Ingegnere muore di luna piena: il "curioso caso" di Ivo Brandani, antieroe contemporaneo perduto tra la logica della ragione e la follia del desiderio

Echi di Robert Musil, George Orwell e Italo Svevo si rincorrono nel nuovo romanzo di Francesco Pecoraro. Poderoso, esagerato di pagine, riflessioni, emozioni. Un romanzo corrotto e corrosivo, travolgente e travolto da folate di bellezza e di disprezzo cui aderire senza condizioni. È il manifesto aggiornato del decadentismo europeo nell'era intermedia della degradazione. E l'esegesi degli ultimi sessant'anni di storia italiana: La vita in tempo di pace .

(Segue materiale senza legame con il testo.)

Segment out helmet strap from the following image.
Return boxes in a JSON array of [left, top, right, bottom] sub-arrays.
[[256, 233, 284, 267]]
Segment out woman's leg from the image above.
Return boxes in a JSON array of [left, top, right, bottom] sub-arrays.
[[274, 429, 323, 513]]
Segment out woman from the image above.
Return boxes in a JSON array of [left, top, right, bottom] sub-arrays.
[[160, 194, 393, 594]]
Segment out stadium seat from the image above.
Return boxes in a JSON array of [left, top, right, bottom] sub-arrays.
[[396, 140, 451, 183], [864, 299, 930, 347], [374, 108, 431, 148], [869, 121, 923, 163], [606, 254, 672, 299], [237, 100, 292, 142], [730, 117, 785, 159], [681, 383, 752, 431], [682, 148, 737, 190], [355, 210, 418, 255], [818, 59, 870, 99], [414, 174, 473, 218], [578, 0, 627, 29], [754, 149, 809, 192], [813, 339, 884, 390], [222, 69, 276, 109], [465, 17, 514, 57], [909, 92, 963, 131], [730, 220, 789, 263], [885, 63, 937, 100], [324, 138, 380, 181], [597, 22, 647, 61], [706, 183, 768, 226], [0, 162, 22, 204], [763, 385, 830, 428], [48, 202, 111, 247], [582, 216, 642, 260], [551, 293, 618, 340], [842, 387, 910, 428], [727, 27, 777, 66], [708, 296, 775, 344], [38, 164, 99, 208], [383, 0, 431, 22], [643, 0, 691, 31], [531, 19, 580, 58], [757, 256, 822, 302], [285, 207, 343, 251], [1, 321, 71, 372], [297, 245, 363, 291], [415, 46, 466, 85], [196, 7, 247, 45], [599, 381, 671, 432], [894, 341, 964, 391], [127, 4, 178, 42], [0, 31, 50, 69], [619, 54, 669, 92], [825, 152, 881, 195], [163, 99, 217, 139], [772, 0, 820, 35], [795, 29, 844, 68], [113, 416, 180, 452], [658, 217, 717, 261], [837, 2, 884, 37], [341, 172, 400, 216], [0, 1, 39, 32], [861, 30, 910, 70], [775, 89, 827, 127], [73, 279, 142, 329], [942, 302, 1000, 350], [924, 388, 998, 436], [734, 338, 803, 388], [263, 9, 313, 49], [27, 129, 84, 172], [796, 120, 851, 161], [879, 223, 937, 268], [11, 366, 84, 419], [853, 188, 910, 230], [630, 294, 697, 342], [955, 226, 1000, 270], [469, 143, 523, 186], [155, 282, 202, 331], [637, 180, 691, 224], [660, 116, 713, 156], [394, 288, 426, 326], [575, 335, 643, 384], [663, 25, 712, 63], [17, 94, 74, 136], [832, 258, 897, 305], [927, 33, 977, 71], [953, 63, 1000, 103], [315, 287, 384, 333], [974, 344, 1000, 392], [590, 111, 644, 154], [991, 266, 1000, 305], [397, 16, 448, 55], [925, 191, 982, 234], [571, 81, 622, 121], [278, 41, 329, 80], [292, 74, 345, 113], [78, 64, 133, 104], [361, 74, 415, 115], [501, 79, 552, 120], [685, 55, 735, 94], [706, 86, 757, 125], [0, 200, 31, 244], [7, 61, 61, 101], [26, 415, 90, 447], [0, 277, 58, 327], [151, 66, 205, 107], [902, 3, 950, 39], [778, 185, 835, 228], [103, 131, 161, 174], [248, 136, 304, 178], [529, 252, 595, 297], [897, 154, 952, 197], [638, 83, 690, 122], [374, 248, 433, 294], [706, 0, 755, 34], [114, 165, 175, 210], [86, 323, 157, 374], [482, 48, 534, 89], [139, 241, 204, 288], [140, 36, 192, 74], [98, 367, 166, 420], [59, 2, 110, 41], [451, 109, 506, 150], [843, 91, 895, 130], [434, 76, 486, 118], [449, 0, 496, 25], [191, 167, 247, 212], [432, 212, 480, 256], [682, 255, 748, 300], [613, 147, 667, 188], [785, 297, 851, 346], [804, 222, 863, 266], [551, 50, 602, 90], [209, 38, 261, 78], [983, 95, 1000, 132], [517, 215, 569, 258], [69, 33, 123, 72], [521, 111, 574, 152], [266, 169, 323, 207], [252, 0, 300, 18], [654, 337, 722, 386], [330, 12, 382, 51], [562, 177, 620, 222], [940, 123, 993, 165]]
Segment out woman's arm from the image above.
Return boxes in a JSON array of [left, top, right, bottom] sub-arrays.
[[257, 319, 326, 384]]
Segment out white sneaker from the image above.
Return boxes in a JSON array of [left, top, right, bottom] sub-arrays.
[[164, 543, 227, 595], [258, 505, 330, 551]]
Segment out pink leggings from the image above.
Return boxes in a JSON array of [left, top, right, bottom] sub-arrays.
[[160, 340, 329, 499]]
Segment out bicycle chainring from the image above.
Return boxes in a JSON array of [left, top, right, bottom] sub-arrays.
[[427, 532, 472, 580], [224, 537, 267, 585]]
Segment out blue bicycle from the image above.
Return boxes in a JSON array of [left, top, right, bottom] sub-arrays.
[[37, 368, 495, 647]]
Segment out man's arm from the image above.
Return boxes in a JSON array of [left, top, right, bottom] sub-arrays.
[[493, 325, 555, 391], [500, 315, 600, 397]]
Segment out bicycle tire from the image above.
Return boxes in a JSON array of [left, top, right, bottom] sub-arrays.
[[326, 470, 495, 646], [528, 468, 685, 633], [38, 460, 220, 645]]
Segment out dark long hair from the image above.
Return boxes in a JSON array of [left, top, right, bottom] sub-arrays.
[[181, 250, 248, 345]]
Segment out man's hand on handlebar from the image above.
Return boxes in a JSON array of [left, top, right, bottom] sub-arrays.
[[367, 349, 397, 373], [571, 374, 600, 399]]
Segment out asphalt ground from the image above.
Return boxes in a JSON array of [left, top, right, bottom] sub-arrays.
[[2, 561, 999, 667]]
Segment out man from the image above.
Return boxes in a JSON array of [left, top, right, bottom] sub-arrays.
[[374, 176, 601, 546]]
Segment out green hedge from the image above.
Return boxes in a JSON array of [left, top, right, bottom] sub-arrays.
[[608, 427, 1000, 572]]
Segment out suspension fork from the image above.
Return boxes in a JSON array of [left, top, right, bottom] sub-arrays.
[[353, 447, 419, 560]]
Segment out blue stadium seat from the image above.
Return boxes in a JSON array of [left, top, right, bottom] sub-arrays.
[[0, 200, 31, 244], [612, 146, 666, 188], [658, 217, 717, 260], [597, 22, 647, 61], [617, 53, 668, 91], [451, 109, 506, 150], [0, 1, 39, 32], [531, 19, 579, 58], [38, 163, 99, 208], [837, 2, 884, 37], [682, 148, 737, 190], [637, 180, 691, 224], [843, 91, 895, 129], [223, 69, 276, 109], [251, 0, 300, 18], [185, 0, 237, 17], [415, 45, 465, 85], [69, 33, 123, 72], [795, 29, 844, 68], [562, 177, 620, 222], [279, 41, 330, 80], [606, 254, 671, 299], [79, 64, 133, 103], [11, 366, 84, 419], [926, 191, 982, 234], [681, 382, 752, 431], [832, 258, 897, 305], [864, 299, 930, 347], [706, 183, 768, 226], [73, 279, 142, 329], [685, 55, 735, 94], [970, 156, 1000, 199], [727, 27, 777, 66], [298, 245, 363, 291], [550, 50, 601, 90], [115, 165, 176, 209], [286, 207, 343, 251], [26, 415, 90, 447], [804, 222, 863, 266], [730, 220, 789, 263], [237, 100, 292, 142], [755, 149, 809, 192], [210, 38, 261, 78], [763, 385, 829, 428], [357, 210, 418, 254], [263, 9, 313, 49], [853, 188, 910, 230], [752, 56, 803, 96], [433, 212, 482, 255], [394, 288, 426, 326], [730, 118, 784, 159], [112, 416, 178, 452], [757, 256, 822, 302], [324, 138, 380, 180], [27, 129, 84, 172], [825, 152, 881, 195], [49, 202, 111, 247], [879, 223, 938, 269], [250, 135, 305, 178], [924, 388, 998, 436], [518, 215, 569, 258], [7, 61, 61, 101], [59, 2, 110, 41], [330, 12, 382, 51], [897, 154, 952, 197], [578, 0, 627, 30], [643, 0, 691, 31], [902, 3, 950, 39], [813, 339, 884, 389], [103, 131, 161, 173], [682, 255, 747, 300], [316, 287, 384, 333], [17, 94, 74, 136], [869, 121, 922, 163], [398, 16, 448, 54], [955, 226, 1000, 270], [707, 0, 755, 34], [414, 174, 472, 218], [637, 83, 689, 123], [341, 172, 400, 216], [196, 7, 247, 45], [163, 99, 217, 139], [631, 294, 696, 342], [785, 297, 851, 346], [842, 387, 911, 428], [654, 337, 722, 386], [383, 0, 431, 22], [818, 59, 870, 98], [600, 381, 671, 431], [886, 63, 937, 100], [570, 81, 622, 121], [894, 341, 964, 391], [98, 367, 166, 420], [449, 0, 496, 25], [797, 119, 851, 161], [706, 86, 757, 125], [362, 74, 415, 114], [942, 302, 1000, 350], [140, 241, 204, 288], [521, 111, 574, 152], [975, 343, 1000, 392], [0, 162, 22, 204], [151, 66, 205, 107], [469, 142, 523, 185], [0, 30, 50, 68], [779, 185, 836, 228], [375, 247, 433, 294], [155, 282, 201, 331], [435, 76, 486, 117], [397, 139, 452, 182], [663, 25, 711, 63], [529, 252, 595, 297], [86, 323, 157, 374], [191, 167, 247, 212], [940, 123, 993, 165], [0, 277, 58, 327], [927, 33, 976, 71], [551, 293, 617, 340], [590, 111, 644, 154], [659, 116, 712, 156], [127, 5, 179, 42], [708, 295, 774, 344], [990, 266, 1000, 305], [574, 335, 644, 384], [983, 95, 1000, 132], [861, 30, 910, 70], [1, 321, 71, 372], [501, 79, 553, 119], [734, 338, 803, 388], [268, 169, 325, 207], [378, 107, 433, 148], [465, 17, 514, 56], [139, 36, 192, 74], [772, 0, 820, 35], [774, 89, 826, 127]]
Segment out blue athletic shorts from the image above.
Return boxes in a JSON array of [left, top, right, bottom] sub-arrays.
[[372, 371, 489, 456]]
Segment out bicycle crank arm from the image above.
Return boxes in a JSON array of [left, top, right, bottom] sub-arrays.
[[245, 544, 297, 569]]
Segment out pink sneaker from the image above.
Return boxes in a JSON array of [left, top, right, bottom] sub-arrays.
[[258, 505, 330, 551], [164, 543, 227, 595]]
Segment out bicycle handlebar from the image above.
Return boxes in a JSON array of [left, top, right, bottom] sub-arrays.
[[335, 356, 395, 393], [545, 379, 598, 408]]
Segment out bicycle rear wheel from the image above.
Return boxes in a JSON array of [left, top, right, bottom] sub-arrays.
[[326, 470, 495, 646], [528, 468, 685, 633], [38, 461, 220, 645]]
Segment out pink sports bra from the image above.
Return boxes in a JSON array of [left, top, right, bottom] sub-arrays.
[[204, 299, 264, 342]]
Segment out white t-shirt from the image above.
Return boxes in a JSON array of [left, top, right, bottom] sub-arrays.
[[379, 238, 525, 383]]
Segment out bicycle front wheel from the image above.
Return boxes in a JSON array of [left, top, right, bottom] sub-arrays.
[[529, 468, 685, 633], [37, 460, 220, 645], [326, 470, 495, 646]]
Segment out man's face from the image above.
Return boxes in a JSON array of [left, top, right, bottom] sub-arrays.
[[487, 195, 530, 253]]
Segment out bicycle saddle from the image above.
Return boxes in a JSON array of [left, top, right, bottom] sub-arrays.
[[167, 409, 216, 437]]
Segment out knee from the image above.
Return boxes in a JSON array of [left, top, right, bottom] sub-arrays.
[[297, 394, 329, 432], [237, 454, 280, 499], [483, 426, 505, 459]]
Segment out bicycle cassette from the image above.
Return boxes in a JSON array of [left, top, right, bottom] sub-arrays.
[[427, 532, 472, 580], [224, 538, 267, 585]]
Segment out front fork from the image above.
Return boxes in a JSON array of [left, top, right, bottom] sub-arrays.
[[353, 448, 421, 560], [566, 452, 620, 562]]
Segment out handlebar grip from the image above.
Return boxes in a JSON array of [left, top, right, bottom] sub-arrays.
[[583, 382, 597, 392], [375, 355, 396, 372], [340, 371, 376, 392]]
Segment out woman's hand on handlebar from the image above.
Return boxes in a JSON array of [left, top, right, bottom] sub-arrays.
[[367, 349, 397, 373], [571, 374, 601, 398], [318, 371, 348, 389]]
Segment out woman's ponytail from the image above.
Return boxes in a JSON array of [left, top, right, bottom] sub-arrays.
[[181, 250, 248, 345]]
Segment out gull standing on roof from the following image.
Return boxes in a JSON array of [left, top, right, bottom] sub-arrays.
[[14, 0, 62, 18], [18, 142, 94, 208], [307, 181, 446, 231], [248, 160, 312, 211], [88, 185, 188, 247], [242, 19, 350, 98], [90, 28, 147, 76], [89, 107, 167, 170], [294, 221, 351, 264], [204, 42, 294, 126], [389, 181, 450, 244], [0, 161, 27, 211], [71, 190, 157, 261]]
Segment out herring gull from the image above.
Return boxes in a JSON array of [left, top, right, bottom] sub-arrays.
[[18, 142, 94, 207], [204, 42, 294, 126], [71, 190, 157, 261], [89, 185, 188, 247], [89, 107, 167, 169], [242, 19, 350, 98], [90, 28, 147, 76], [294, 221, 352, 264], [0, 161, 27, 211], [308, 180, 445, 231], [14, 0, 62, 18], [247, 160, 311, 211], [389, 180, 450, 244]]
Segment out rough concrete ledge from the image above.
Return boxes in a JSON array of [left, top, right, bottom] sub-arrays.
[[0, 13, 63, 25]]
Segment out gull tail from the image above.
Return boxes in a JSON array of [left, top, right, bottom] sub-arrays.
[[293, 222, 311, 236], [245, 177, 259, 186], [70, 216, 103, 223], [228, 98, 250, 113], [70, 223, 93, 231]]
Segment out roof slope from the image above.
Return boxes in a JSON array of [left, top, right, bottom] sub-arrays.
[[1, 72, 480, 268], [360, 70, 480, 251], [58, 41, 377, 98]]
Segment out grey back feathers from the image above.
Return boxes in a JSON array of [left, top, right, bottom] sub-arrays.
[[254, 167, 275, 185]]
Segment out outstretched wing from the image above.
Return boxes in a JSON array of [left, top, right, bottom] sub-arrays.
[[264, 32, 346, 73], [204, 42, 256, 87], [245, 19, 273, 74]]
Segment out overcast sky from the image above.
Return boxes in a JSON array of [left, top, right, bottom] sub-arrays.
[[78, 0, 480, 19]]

Pace. Un concetto-stato d'animo che s'intorbida fin dalle prime pagine, anzi fin dall'esergo affidato all'immortale sentenza di Thelonius Monk: "È sempre notte, altrimenti non avremmo bisogno della luce". Pecoraro abbatte ogni argine sulla strada della letteratura, travolge gli steccati dei generi con una piena rovinosa di parole-pensieri che si depositano sulle rive dei nostri ricordi e della nostra immaginazione. Come un limo che un attimo fa profumava di Marsiglia e ora sa di merda, attaccato dai batteri simbionti che appaiono i veri custodi dello scorrere umano su questa terra.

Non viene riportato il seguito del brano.